I'm facing a problem in which I need to figure out two things:
- which predictor, out of several relevant ones, is the most meaningful one in its effect/predictive power over a predicted variable.
- the order of meaningfulness (from most meaningful to least) across those different predictors.
As I do not have an a-priory hypothesis about this investigation, I thought I should be doing some sort of multiple regression analysis. Then, perhaps I should be extracting the terms from the model and see which one is the most meaningful. I already know that going by p-value
isn't the right way. Then what is?
Example
Let's say that I want to investigate which factors affect the well-being of city residents. I sample people (residents) from both New York City and San Francisco, and ask them to rate:
- Their general satisfaction from their city.
- How clean their city (in their opinion)
- How good the level of education in schools
- How good the public transportation.
The way I see this, there are 3 relevant variables here (cleanliness, education, and transportation) that may be related to overall satisfaction. I want to model this relationship, and conclude how different NYC from SF is. For example, when it comes to overall satisfaction, is the impact of education > transportation > cleanliness in NYC, whereas in SF transportation > education > cleanliness?
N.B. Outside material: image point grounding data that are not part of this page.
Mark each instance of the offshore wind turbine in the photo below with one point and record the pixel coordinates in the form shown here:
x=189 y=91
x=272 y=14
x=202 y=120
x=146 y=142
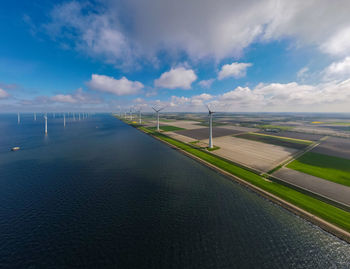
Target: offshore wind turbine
x=157 y=111
x=45 y=117
x=210 y=114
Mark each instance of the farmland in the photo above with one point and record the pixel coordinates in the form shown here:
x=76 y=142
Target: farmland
x=338 y=147
x=254 y=154
x=324 y=166
x=276 y=140
x=325 y=211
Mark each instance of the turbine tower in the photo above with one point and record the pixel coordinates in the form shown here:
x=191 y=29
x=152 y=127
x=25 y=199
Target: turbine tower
x=210 y=127
x=130 y=114
x=157 y=111
x=45 y=117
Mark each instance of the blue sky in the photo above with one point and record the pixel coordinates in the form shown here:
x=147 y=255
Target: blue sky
x=106 y=55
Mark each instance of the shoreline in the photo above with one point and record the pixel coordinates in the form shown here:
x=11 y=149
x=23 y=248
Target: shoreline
x=321 y=223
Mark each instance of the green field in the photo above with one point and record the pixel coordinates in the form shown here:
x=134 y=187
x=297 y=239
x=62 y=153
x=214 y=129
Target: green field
x=324 y=166
x=277 y=140
x=167 y=128
x=321 y=209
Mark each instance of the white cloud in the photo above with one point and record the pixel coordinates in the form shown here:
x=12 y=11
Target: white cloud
x=176 y=78
x=77 y=97
x=229 y=27
x=338 y=69
x=288 y=97
x=303 y=73
x=339 y=43
x=236 y=70
x=206 y=83
x=3 y=94
x=118 y=87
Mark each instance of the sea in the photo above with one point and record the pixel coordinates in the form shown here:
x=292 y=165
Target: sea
x=98 y=193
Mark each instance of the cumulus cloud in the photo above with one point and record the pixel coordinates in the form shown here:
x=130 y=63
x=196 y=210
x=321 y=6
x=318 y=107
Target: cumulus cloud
x=3 y=94
x=176 y=78
x=198 y=28
x=118 y=87
x=236 y=70
x=77 y=97
x=303 y=73
x=339 y=43
x=206 y=83
x=339 y=69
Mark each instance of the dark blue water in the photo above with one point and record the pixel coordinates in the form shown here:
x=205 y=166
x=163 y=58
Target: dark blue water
x=100 y=194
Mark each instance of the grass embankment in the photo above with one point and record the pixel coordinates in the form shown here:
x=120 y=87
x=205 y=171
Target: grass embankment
x=277 y=140
x=321 y=209
x=324 y=166
x=167 y=128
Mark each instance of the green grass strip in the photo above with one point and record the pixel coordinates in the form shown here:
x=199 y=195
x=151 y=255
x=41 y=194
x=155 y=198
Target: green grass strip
x=330 y=213
x=324 y=166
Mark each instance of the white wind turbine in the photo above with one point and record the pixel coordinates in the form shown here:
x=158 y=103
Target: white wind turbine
x=130 y=114
x=157 y=111
x=210 y=127
x=45 y=117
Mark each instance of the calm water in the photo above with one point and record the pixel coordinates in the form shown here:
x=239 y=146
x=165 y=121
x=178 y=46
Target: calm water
x=101 y=194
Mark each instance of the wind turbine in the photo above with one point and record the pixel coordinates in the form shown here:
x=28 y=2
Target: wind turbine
x=157 y=111
x=45 y=117
x=210 y=127
x=131 y=114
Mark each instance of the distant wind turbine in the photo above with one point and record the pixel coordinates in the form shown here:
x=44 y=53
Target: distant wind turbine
x=210 y=127
x=131 y=114
x=157 y=111
x=45 y=117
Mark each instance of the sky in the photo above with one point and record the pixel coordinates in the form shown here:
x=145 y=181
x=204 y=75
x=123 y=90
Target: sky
x=234 y=56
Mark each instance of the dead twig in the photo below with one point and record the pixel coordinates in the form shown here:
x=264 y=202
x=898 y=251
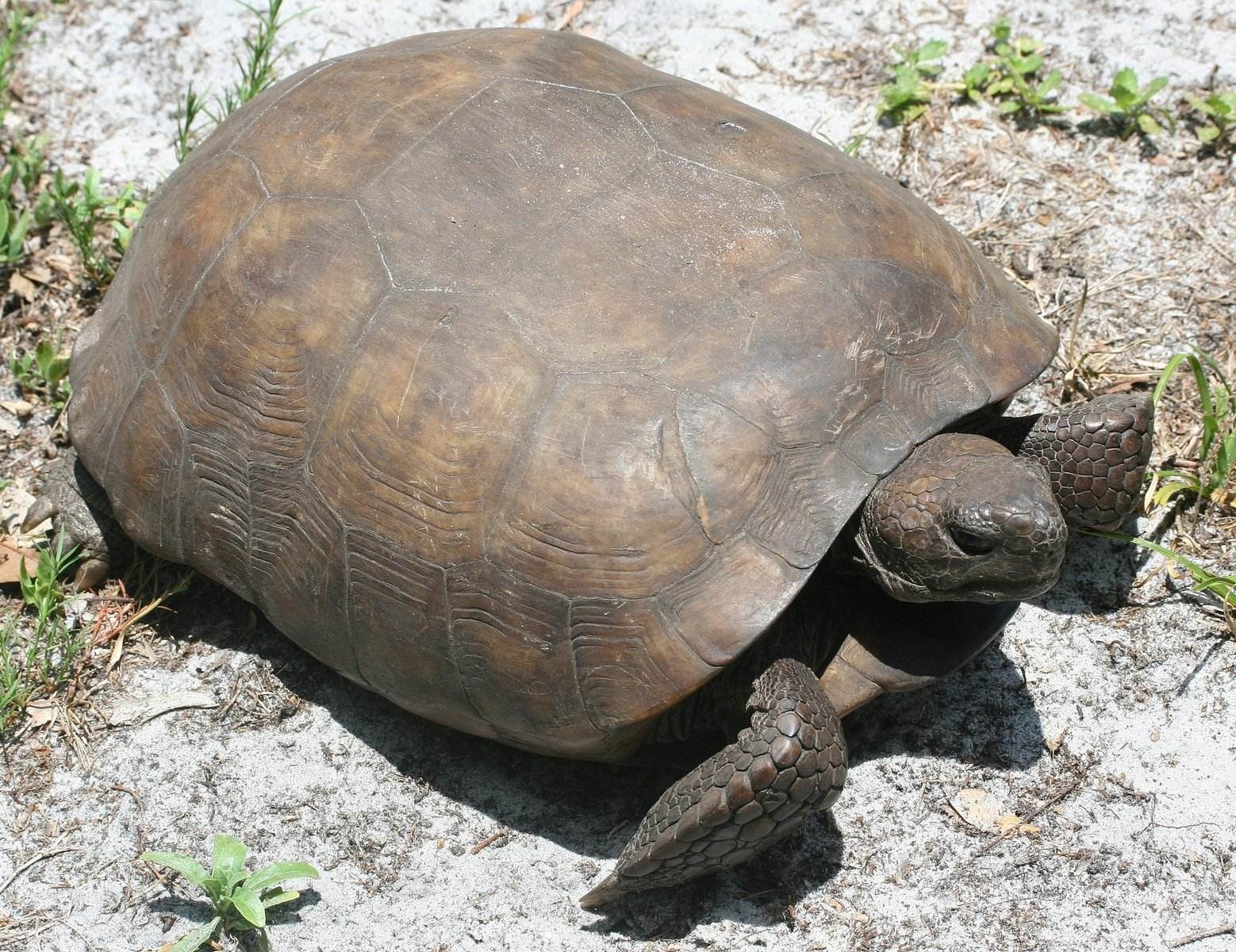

Here's some toy data to demonstrate.
my_df <- structure(list(location = c("sf", "nyc", "nyc", "sf", "nyc",
"nyc", "nyc", "nyc", "nyc", "sf", "nyc", "sf", "sf", "sf", "nyc",
"sf", "sf", "nyc", "nyc", "nyc", "sf", "sf", "sf", "sf", "sf",
"nyc", "sf", "sf", "nyc", "sf", "nyc", "nyc", "nyc", "sf", "nyc",
"nyc", "nyc", "sf", "nyc", "sf", "sf", "nyc", "nyc", "nyc", "nyc",
"nyc", "nyc", "nyc", "nyc", "sf", "nyc", "nyc", "sf", "sf", "nyc",
"nyc", "nyc", "nyc", "sf", "sf", "nyc", "sf", "nyc", "nyc", "sf",
"nyc", "sf", "sf", "nyc", "nyc", "nyc", "nyc", "sf", "nyc", "nyc",
"nyc", "sf", "sf", "nyc", "nyc", "nyc", "nyc", "sf", "sf", "nyc",
"nyc", "nyc", "sf", "sf", "sf", "nyc", "sf", "sf", "sf", "nyc",
"nyc", "nyc", "nyc", "nyc", "nyc"),
satisfied = c(5, 1, 7, 5,
7, 1, 5, 5, 5, 7, 7, 4, 1, 3, 5, 6, 7, 7, 6, 4, 4, 5, 6, 5, 5,
7, 5, 6, 5, 4, 7, 7, 5, 5, 4, 7, 7, 5, 6, 6, 3, 6, 5, 7, 5, 7,
6, 5, 4, 3, 6, 5, 7, 3, 5, 5, 7, 5, 6, 7, 7, 7, 7, 5, 4, 7, 6,
7, 7, 6, 6, 6, 5, 7, 5, 4, 6, 4, 7, 5, 6, 6, 5, 5, 6, 7, 6, 5,
1, 5, 2, 7, 7, 7, 7, 7, 1, 3, 7, 7),
clean = c(4, 1,
7, 3, 4, 1, 6, 6, 7, 4, 5, 1, 1, 1, 4, 6, 6, 1, 6, 1, 4, 2, 2,
7, 3, 5, 2, 4, 1, 1, 4, 6, 3, 5, 1, 4, 5, 2, 5, 5, 4, 5, 4, 7,
3, 6, 5, 4, 5, 4, 5, 4, 5, 1, 5, 2, 6, 5, 7, 6, 3, 7, 5, 6, 4,
6, 6, 5, 5, 5, 4, 1, 4, 4, 5, 1, 3, 1, 2, 2, 6, 4, 3, 6, 7, 7,
5, 2, 4, 1, 3, 1, 5, 3, 5, 5, 1, 1, 5, 6),
edu = c(5,
1, 7, 4, 4, 1, 6, 6, 6, 4, 5, 4, 4, 3, 3, 5, 4, 1, 1, 3, 5, 6,
5, 5, 3, 6, 2, 4, 4, 4, 6, 3, 4, 7, 1, 4, 7, 5, 6, 5, 5, 5, 4,
7, 3, 7, 6, 5, 5, 4, 5, 3, 4, 4, 4, 7, 5, 4, 6, 6, 4, 7, 4, 2,
5, 6, 6, 7, 6, 7, 3, 3, 2, 6, 6, 2, 5, 3, 6, 5, 6, 4, 4, 5, 6,
7, 3, 3, 4, 5, 4, 1, 3, 4, 4, 6, 5, 1, 4, 6),
transportation = c(1,
1, 7, 5, 7, 1, 4, 6, 6, 6, 6, 1, 1, 1, 5, 5, 4, 7, 6, 6, 7, 5,
2, 7, 3, 6, 1, 4, 7, 5, 6, 7, 4, 3, 2, 6, 4, 2, 6, 5, 4, 7, 6,
7, 3, 7, 4, 4, 5, 4, 6, 3, 5, 2, 7, 3, 7, 7, 7, 6, 7, 7, 7, 5,
3, 5, 4, 7, 6, 6, 4, 2, 4, 4, 5, 6, 5, 2, 6, 2, 6, 6, 3, 4, 7,
7, 7, 4, 5, 4, 5, 3, 7, 5, 7, 7, 7, 1, 6, 6)),
row.names = c(NA, -100L),
class = c("tbl_df", "tbl", "data.frame"))
library(magrittr)
library(effectsize)
my_df %>%
lm(satisfied ~ clean*location + edu*location + transportation*location, data = .) %>%
effectsize() %>%
plot()
#> Warning: It is deprecated to specify `guide = FALSE` to remove a guide. Please
#> use `guide = "none"` instead.
Created on 2021-08-15 by the reprex package (v2.0.0)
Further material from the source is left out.